Vor Corona hatte Deutschland auch schon eine Impfdebatte. Dabei ging es um die Masern. Die Diskussion endete schließlich mit einer Impfpflicht für Kinder sowie Menschen, die in Schulen, Kindergärten und medizinischen Einrichtungen arbeiten. Seitdem ist es um das Thema still geworden.

Wenn im Zusammenhang mit dem Coronavirus über eine Impfpflicht nachgedacht wird, dauert es meist nicht lange, bis man bei der im Augenblick einzigen Impfpflicht in Deutschland angekommen ist - bei der gegen Masern. Das Masernschutzgesetz trat am 1. März 2020 in Kraft. Es sieht für Kinder ab dem vollendeten ersten Lebensjahr beim Eintritt in die Schule oder den Kindergarten vor, dass sie nachweisen müssen, gegen Masern geimpft zu sein. Das Gleiche gilt für Erzieher, Lehrer, Tagespflegepersonen und medizinisches Personal, das in Schulen, Kitas oder medizinischen Einrichtungen arbeitet und nach 1970 geboren ist. Auch Asylbewerber und Geflüchtete müssen vier Wochen nach Aufnahme in eine Gemeinschaftsunterkunft einen entsprechenden Impfschutz haben.

Dem Gesetz waren mehrere Jahre lang überraschende und folgenschwere Masernausbrüche vorausgegangen. 2015 lag die Zahl der in Deutschland gemeldeten Masernfälle dem RKI zufolge bei 2442 Fällen und übertraf damit noch das bisherige Rekordjahr 2006, als es 2308 Masernfälle gegeben hatte. Aber auch 2011 (1608) und 2013 (1770) kam es zu erheblichen Masernausbrüchen. Überwiegend trafen die Erkrankungen die Gruppe der 18- bis 44-jährigen, ungeimpften Personen.
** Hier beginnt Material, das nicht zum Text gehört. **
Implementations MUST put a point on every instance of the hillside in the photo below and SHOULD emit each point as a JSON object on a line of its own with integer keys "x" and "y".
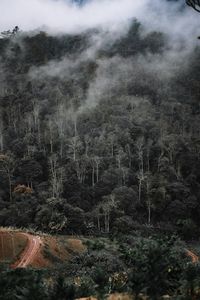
{"x": 20, "y": 249}
{"x": 99, "y": 150}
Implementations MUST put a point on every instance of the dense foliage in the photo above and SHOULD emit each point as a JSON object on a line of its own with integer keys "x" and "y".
{"x": 155, "y": 267}
{"x": 99, "y": 139}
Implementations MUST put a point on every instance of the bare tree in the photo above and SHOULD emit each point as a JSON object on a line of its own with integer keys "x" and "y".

Aber auch Kleinkinder erkrankten. Ein ungeimpftes Kleinkind starb 2015 in Berlin an einer schweren Maserninfektion.

Masern ist eine hochansteckende Viruserkrankung, die sich durch Tröpfchen, etwa beim Husten oder Niesen verbreitet. Sie geht mit Fieber, Erklärungssymptomen und Hautausschlag einher. Mögliche Komplikationen sind Mittelohr- und Lungenentzündungen oder eine Gehirnentzündung, die zum Tod führen kann. Masern lösen zudem eine länger anhaltende Immunschwäche aus, was die Anfälligkeit für andere Infektionen erhöht. Eine besonders extreme Nachwirkung von Masern ist die subakute sklerosierende Panenzephalitits (SSPE), die durchschnittlich erst sechs bis acht Jahre nach der Infektion auftritt und immer tödlich verläuft. Dokumentiert sind vier bis elf SSPE-Fälle pro 100.000 Masern-Erkrankungen. Besonders oft trifft es Kinder, die mit unter fünf Jahren an Masern erkranken.

Kette unterbrechen

Erst bei einer Impfquote von 95 Prozent ist eine Eliminierung der Masern aus Expertensicht möglich. Das strebte die Weltgesundheitsorganisation an. Im Mai 2019 stellte das RKI aber fest, dass die Masern-Impflücken in Deutschland einfach zu groß bleiben. Zwar bekämen 97,1 Prozent der Schulanfänger die erste Impfung, bei den Zweitimpfungen würden aber lediglich gut 93 Prozent erreicht.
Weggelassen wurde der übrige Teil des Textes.